Sudáfrica, el reparto agrario que no se materializa.

A tres décadas del fin del Apartheid en Sudáfrica, las desigualdades estructurales de ese sistema se han mantenido; para corregirlas, una ley impulsada por el presidente Cyril Ramaphosa busca modernizar las facultades del Estado; sin embargo, las medidas contenidas en la ley se han vuelto controversiales dentro y fuera del país.

El Acta de Expropiación 2024, firmada por el presidente Ramaphosa a finales de enero, brinda al Estado la posibilidad de confiscar propiedad privada cuando se haga con fines de beneficio público o de interés público y regula el procedimiento mediante el cual los dueños de la tierra pueden recibir compensación por lo expropiado.

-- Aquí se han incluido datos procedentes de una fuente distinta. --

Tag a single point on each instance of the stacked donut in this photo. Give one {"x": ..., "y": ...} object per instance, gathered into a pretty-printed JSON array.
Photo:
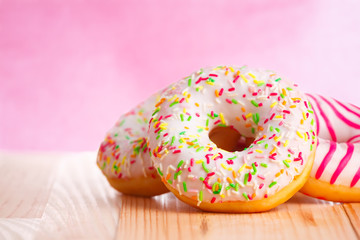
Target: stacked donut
[{"x": 226, "y": 139}]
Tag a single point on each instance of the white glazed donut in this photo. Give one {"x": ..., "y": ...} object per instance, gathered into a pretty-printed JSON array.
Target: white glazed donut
[
  {"x": 268, "y": 112},
  {"x": 124, "y": 158},
  {"x": 336, "y": 171}
]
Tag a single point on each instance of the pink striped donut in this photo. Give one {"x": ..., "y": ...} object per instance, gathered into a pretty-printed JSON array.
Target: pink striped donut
[{"x": 336, "y": 172}]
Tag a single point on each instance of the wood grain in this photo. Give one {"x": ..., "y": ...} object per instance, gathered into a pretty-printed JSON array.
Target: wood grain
[{"x": 65, "y": 196}]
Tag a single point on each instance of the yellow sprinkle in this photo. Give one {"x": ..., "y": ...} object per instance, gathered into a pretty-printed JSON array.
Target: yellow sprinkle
[
  {"x": 272, "y": 151},
  {"x": 222, "y": 118},
  {"x": 242, "y": 168},
  {"x": 252, "y": 75},
  {"x": 299, "y": 134},
  {"x": 244, "y": 78},
  {"x": 277, "y": 138},
  {"x": 273, "y": 104}
]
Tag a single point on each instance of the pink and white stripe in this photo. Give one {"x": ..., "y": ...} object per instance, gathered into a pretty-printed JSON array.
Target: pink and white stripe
[{"x": 337, "y": 159}]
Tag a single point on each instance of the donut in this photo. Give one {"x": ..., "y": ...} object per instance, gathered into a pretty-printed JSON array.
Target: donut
[
  {"x": 233, "y": 139},
  {"x": 336, "y": 171},
  {"x": 123, "y": 156}
]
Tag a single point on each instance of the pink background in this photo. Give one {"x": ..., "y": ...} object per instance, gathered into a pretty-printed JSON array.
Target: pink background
[{"x": 69, "y": 69}]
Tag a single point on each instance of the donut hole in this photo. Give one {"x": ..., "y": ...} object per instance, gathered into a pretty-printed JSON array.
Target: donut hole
[{"x": 229, "y": 139}]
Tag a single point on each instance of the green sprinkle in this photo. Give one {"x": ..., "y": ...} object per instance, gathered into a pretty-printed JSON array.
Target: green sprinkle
[
  {"x": 245, "y": 196},
  {"x": 156, "y": 111},
  {"x": 246, "y": 178},
  {"x": 205, "y": 168},
  {"x": 173, "y": 103},
  {"x": 256, "y": 118},
  {"x": 159, "y": 171},
  {"x": 286, "y": 164},
  {"x": 254, "y": 168},
  {"x": 177, "y": 174},
  {"x": 272, "y": 184},
  {"x": 254, "y": 103},
  {"x": 184, "y": 186},
  {"x": 180, "y": 163}
]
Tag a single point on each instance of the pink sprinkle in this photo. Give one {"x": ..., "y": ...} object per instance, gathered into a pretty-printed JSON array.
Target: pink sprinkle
[
  {"x": 221, "y": 91},
  {"x": 261, "y": 177},
  {"x": 235, "y": 79}
]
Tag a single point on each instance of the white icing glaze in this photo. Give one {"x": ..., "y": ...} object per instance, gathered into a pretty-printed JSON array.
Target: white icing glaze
[{"x": 277, "y": 116}]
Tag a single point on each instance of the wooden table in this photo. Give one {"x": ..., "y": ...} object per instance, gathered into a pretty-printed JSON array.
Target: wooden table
[{"x": 65, "y": 196}]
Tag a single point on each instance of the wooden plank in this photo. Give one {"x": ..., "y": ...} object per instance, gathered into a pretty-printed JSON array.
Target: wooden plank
[
  {"x": 353, "y": 211},
  {"x": 24, "y": 191},
  {"x": 165, "y": 217},
  {"x": 81, "y": 205}
]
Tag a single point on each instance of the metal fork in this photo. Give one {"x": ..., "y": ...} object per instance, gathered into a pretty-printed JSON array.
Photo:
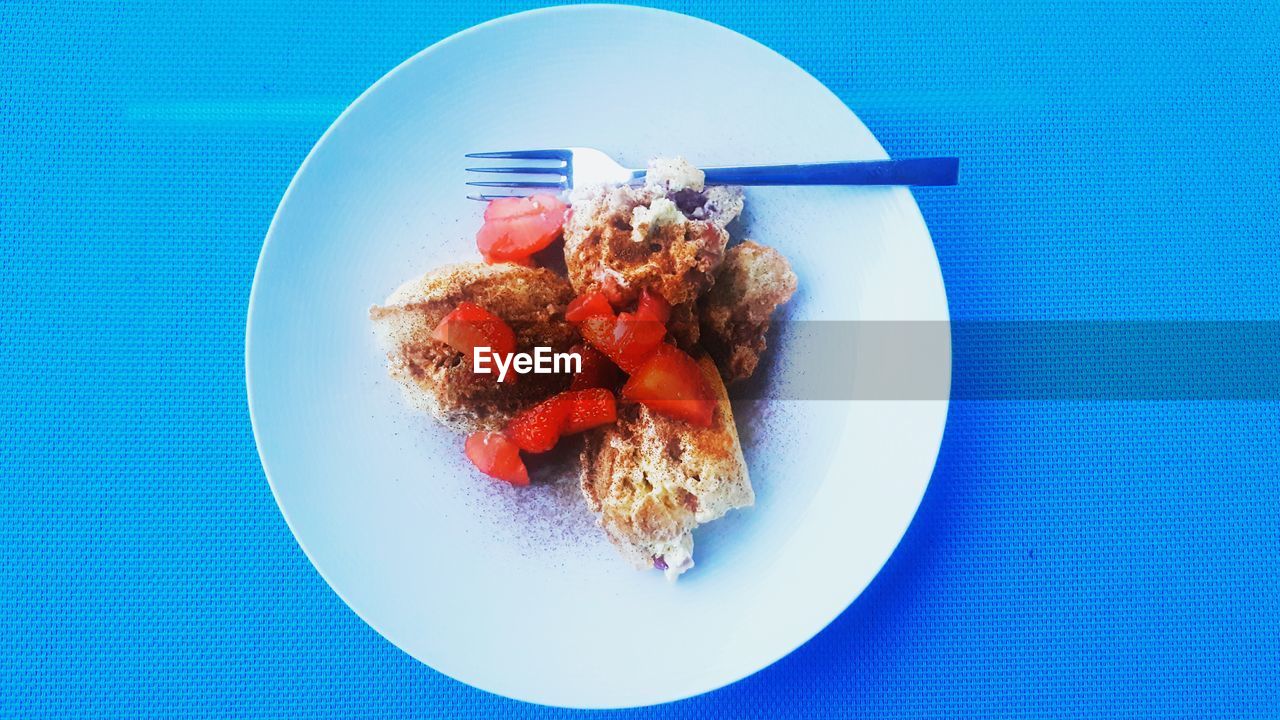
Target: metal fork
[{"x": 566, "y": 168}]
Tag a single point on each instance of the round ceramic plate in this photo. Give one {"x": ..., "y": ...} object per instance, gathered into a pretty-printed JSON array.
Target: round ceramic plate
[{"x": 515, "y": 589}]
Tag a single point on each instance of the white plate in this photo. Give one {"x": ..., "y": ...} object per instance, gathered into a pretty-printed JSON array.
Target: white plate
[{"x": 515, "y": 591}]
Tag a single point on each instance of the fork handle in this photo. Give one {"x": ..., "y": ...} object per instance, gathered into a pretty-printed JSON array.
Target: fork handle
[{"x": 914, "y": 171}]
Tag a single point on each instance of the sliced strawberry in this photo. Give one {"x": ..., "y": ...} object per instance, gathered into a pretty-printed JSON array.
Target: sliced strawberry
[
  {"x": 634, "y": 340},
  {"x": 497, "y": 456},
  {"x": 670, "y": 382},
  {"x": 517, "y": 227},
  {"x": 540, "y": 427},
  {"x": 589, "y": 409},
  {"x": 590, "y": 305},
  {"x": 626, "y": 340},
  {"x": 653, "y": 306},
  {"x": 597, "y": 369},
  {"x": 470, "y": 326}
]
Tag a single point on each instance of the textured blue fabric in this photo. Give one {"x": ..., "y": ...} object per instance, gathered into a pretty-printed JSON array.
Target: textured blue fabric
[{"x": 1070, "y": 557}]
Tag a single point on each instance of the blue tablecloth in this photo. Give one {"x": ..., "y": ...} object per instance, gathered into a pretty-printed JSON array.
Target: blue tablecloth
[{"x": 1073, "y": 556}]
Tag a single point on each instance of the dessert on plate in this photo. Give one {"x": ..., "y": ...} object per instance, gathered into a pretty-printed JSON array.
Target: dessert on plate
[{"x": 657, "y": 313}]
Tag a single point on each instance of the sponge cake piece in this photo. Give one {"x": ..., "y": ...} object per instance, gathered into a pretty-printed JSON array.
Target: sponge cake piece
[
  {"x": 667, "y": 236},
  {"x": 652, "y": 479},
  {"x": 438, "y": 379},
  {"x": 735, "y": 314}
]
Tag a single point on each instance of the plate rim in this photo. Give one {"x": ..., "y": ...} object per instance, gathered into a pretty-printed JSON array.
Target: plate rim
[{"x": 273, "y": 228}]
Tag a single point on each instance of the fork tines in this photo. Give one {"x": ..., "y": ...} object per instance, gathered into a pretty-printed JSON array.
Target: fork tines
[{"x": 561, "y": 169}]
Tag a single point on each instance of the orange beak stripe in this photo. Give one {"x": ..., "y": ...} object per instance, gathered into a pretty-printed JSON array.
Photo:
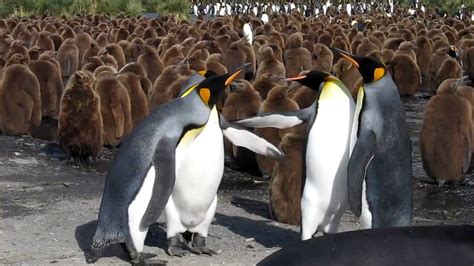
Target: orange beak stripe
[{"x": 296, "y": 78}]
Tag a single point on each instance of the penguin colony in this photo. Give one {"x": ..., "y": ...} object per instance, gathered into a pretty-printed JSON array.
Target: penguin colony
[{"x": 321, "y": 82}]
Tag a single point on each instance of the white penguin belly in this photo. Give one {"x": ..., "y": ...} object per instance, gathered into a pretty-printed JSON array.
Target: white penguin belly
[
  {"x": 327, "y": 156},
  {"x": 199, "y": 169}
]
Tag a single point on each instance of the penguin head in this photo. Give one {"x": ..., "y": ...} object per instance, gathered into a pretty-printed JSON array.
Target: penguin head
[
  {"x": 313, "y": 79},
  {"x": 371, "y": 69},
  {"x": 212, "y": 89}
]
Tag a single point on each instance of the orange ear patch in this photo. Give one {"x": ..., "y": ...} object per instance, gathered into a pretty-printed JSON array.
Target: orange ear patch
[
  {"x": 205, "y": 94},
  {"x": 378, "y": 73}
]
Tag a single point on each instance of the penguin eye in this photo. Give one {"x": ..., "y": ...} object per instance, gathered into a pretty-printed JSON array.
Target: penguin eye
[{"x": 378, "y": 73}]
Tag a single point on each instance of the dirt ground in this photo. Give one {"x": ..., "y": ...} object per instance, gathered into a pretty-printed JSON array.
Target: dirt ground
[{"x": 49, "y": 209}]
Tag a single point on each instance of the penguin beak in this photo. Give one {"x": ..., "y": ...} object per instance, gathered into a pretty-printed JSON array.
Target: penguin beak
[
  {"x": 296, "y": 78},
  {"x": 236, "y": 74},
  {"x": 346, "y": 55},
  {"x": 293, "y": 86}
]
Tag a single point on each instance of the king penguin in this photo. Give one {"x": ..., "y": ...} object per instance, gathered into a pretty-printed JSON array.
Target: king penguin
[
  {"x": 329, "y": 121},
  {"x": 379, "y": 171},
  {"x": 147, "y": 169},
  {"x": 435, "y": 245},
  {"x": 192, "y": 204}
]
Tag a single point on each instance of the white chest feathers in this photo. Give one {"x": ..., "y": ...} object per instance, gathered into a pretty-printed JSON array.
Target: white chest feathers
[
  {"x": 327, "y": 153},
  {"x": 199, "y": 167}
]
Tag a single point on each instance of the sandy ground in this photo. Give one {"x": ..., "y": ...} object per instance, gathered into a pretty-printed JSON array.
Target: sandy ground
[{"x": 49, "y": 209}]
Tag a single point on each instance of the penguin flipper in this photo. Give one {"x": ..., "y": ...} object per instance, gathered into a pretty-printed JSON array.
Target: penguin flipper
[
  {"x": 244, "y": 138},
  {"x": 467, "y": 154},
  {"x": 193, "y": 80},
  {"x": 164, "y": 163},
  {"x": 361, "y": 157},
  {"x": 278, "y": 120}
]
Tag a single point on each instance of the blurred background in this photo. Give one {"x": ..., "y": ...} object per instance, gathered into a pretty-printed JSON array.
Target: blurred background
[{"x": 180, "y": 8}]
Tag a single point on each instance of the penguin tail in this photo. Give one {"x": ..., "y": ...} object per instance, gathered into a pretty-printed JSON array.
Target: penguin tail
[{"x": 100, "y": 241}]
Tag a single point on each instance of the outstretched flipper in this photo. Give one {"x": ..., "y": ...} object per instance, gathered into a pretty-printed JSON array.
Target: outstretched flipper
[
  {"x": 279, "y": 120},
  {"x": 362, "y": 156},
  {"x": 244, "y": 138},
  {"x": 164, "y": 162},
  {"x": 189, "y": 83}
]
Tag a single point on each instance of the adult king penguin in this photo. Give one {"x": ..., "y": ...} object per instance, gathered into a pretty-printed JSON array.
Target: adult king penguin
[
  {"x": 329, "y": 121},
  {"x": 150, "y": 163},
  {"x": 435, "y": 245},
  {"x": 379, "y": 171},
  {"x": 192, "y": 204}
]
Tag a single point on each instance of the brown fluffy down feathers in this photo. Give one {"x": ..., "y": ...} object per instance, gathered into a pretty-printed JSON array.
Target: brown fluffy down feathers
[{"x": 445, "y": 137}]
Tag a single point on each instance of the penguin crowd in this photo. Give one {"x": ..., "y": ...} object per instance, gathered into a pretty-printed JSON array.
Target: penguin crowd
[{"x": 307, "y": 96}]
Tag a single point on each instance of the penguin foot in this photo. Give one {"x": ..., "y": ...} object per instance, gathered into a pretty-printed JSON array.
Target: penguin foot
[
  {"x": 176, "y": 246},
  {"x": 199, "y": 246},
  {"x": 92, "y": 256},
  {"x": 146, "y": 259}
]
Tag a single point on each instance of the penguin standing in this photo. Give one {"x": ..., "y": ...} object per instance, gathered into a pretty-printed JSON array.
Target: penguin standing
[
  {"x": 158, "y": 152},
  {"x": 435, "y": 245},
  {"x": 329, "y": 122},
  {"x": 379, "y": 171}
]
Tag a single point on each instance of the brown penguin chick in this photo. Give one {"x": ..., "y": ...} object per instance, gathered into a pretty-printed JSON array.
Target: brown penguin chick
[
  {"x": 285, "y": 186},
  {"x": 80, "y": 125},
  {"x": 159, "y": 92},
  {"x": 67, "y": 33},
  {"x": 116, "y": 51},
  {"x": 321, "y": 59},
  {"x": 173, "y": 90},
  {"x": 34, "y": 52},
  {"x": 405, "y": 74},
  {"x": 392, "y": 43},
  {"x": 173, "y": 55},
  {"x": 366, "y": 47},
  {"x": 450, "y": 68},
  {"x": 102, "y": 39},
  {"x": 439, "y": 56},
  {"x": 243, "y": 102},
  {"x": 20, "y": 98},
  {"x": 277, "y": 101},
  {"x": 120, "y": 34},
  {"x": 467, "y": 93},
  {"x": 349, "y": 75},
  {"x": 445, "y": 137},
  {"x": 234, "y": 57},
  {"x": 138, "y": 98},
  {"x": 264, "y": 83},
  {"x": 44, "y": 42},
  {"x": 57, "y": 40},
  {"x": 68, "y": 58},
  {"x": 109, "y": 61},
  {"x": 216, "y": 67},
  {"x": 51, "y": 86},
  {"x": 423, "y": 59},
  {"x": 269, "y": 64},
  {"x": 127, "y": 51},
  {"x": 17, "y": 48},
  {"x": 92, "y": 63},
  {"x": 386, "y": 56},
  {"x": 134, "y": 68},
  {"x": 407, "y": 48},
  {"x": 469, "y": 63},
  {"x": 104, "y": 69},
  {"x": 93, "y": 50},
  {"x": 115, "y": 109},
  {"x": 83, "y": 42},
  {"x": 302, "y": 95},
  {"x": 151, "y": 62},
  {"x": 296, "y": 57},
  {"x": 250, "y": 58}
]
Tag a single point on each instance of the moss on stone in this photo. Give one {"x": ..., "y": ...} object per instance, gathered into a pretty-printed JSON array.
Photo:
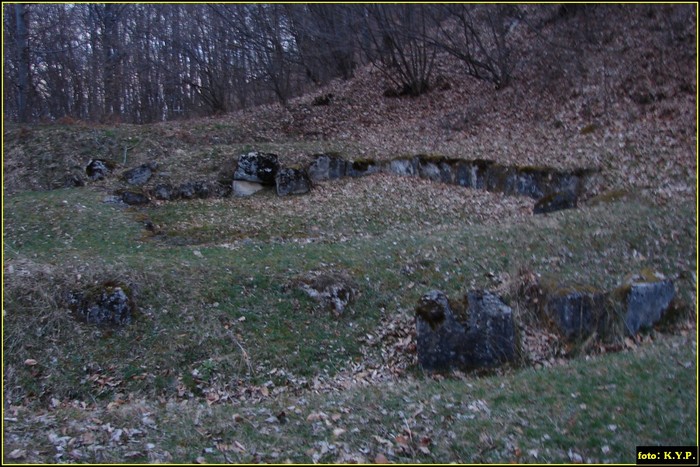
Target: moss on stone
[{"x": 609, "y": 196}]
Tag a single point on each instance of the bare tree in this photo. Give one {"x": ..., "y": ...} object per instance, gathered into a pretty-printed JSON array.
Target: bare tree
[
  {"x": 23, "y": 61},
  {"x": 398, "y": 44},
  {"x": 478, "y": 36}
]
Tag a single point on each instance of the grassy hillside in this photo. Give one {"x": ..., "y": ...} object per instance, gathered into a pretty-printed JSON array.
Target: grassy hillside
[{"x": 228, "y": 362}]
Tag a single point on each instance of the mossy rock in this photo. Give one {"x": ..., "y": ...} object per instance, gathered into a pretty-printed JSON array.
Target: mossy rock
[
  {"x": 555, "y": 202},
  {"x": 610, "y": 196},
  {"x": 109, "y": 303}
]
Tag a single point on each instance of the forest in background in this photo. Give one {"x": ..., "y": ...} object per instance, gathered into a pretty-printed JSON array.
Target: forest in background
[{"x": 141, "y": 63}]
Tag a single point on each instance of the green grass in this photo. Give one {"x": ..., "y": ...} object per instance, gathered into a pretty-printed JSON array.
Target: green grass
[
  {"x": 595, "y": 408},
  {"x": 216, "y": 317}
]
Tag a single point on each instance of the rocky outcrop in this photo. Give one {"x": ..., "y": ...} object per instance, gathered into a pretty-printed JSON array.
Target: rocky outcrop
[
  {"x": 576, "y": 313},
  {"x": 645, "y": 298},
  {"x": 164, "y": 192},
  {"x": 292, "y": 182},
  {"x": 555, "y": 202},
  {"x": 134, "y": 198},
  {"x": 326, "y": 167},
  {"x": 580, "y": 312},
  {"x": 109, "y": 303},
  {"x": 482, "y": 335},
  {"x": 257, "y": 167},
  {"x": 98, "y": 169},
  {"x": 244, "y": 188}
]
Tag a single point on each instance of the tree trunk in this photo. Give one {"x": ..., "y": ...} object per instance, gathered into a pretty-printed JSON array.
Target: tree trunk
[{"x": 23, "y": 62}]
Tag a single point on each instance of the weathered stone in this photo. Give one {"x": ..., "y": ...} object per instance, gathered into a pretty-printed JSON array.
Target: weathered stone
[
  {"x": 576, "y": 313},
  {"x": 258, "y": 167},
  {"x": 361, "y": 167},
  {"x": 71, "y": 181},
  {"x": 530, "y": 181},
  {"x": 134, "y": 198},
  {"x": 485, "y": 338},
  {"x": 555, "y": 202},
  {"x": 139, "y": 175},
  {"x": 292, "y": 182},
  {"x": 463, "y": 174},
  {"x": 202, "y": 189},
  {"x": 243, "y": 188},
  {"x": 429, "y": 170},
  {"x": 165, "y": 192},
  {"x": 108, "y": 304},
  {"x": 326, "y": 168},
  {"x": 645, "y": 301},
  {"x": 98, "y": 169},
  {"x": 479, "y": 169},
  {"x": 406, "y": 167},
  {"x": 333, "y": 290},
  {"x": 186, "y": 191}
]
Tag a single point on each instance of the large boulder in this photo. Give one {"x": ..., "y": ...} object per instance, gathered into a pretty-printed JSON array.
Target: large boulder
[
  {"x": 257, "y": 167},
  {"x": 292, "y": 182},
  {"x": 645, "y": 299},
  {"x": 482, "y": 335},
  {"x": 576, "y": 312}
]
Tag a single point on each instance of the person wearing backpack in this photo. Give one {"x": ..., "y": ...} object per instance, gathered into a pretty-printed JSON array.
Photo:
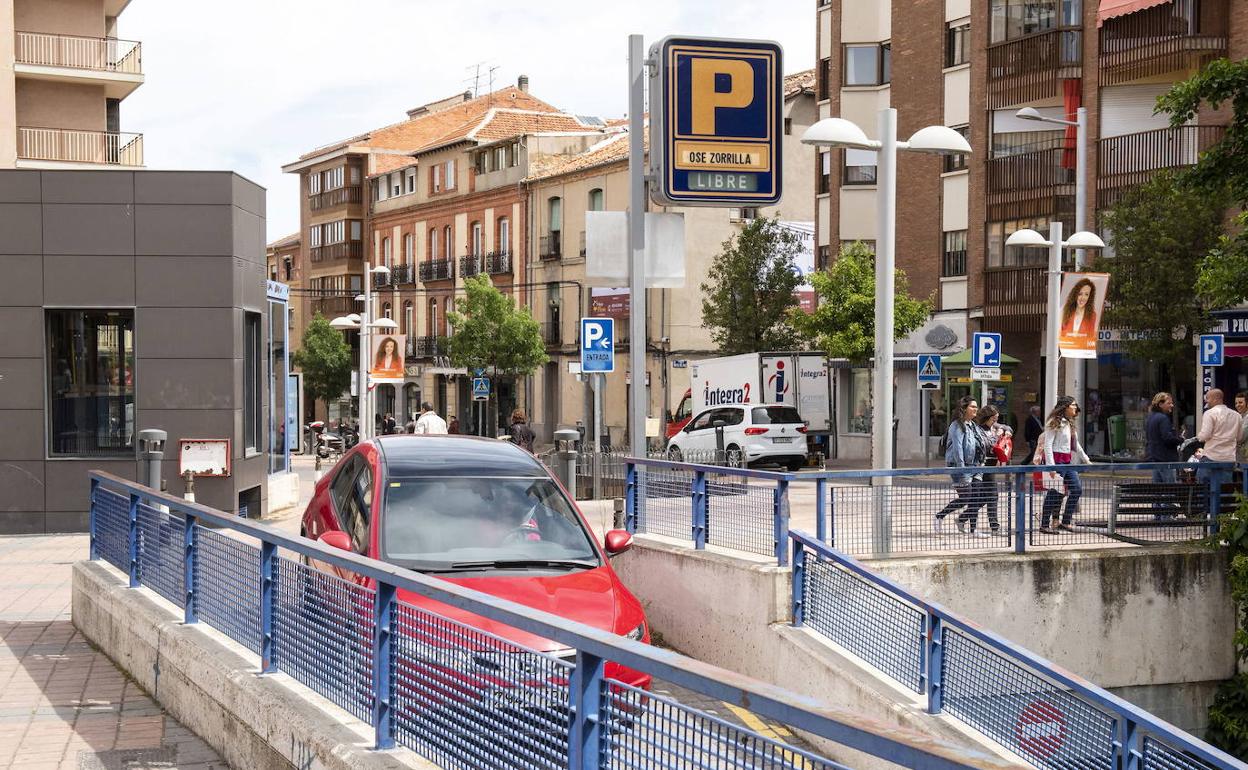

El proyecto de ley que dio origen a estas disposiciones fue impulsado desde 2020 por el Congreso Nacional Africano (ANC), el partido gobernante desde 1994, y proponía derogar las leyes vigentes desde 1975 para alinearlas con los valores incluyentes e igualitarios de su actual Constitución.

Respecto al progreso logrado, la doctora Beatriz Escobar, coordinadora del módulo Integración en el Continente Africano en el marco de la Unión Africana, resalta que los gobiernos democráticos en Sudáfrica han logrado avances importantes en la mejoría de las condiciones de la población negra; sin embargo, aún quedan muchas áreas por atender.

Las condiciones materiales de la mayoría de la población han cambiado, pero no al ritmo que se requiere. El empoderamiento negro ha sido una base de la política sudafricana desde 1994, pero se ha concentrado en una minoría relacionada con el partido en el gobierno, dejando de lado a gran parte de la población, apunta la especialista.

Si bien la ley obtuvo apoyo dentro de Sudáfrica, también ha generado indignación por las posibles ramificaciones de su uso. Uno de los puntos más contenciosos de la nueva legislación es la definición de interés público, ya que contempla la construcción de infraestructura como beneficio público, pero también considera el compromiso con la reforma agraria y el acceso equitativo a los recursos naturales.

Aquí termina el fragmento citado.